The researchers conducted a study on 60 couples who participated in writing exercises and 60 couples who did not. For two years, all of the 120 couples had to report how their marriage was faring in the last four months, including satisfaction, love, intimacy, trust, passion and commitment they experience. Also, they had to provide a factual summary of the most significant disagreement they had experienced with their spouse in those four months. But the 60 couples who undertook the writing exercises had to think about the most recent disagreement with their partner from the perspective of a neutral third party who wished the best for all involved.

Predictably, the marital passion reduced in the Year 1 of the experiment. However, for the couples who looked at their disagreements from a third-person perspective seemed to feel satisfied with their relationship in spite of the fights. Even though they fought as much as the other group, these couples were less hassled by the clashes and hence were able to maintain a satisfactory married life.

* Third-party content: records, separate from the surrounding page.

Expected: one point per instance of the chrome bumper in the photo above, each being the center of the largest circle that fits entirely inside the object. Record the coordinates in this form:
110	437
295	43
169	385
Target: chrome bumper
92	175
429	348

“Not only did this effect emerge for marital satisfaction, it also emerged for other relationship processes—like passion and sexual desire—that are especially vulnerable to the ravages of time,” Finkel said. “And this isn’t a dating sample. These effects emerged whether people were married for one month, 50 years or anywhere in between.”

The researchers also underlined that low marital quality can have serious health implications. The data collected from coronary artery bypass patients also highlighted that patients who experienced high marital satisfaction after the surgery were three times more likely to be alive for additional 15 years than those who experienced low marital satisfaction.

Marriage tends to be healthy for people, but the quality of the marriage is much more important than its mere existence. Having a high-quality marriage is one of the strongest predictors of happiness and health. From that perspective, participating in a seven-minute writing exercise three times a year has to be one of the best investments married people can make. After all, the honeymoon period doesn’t last forever but true love does!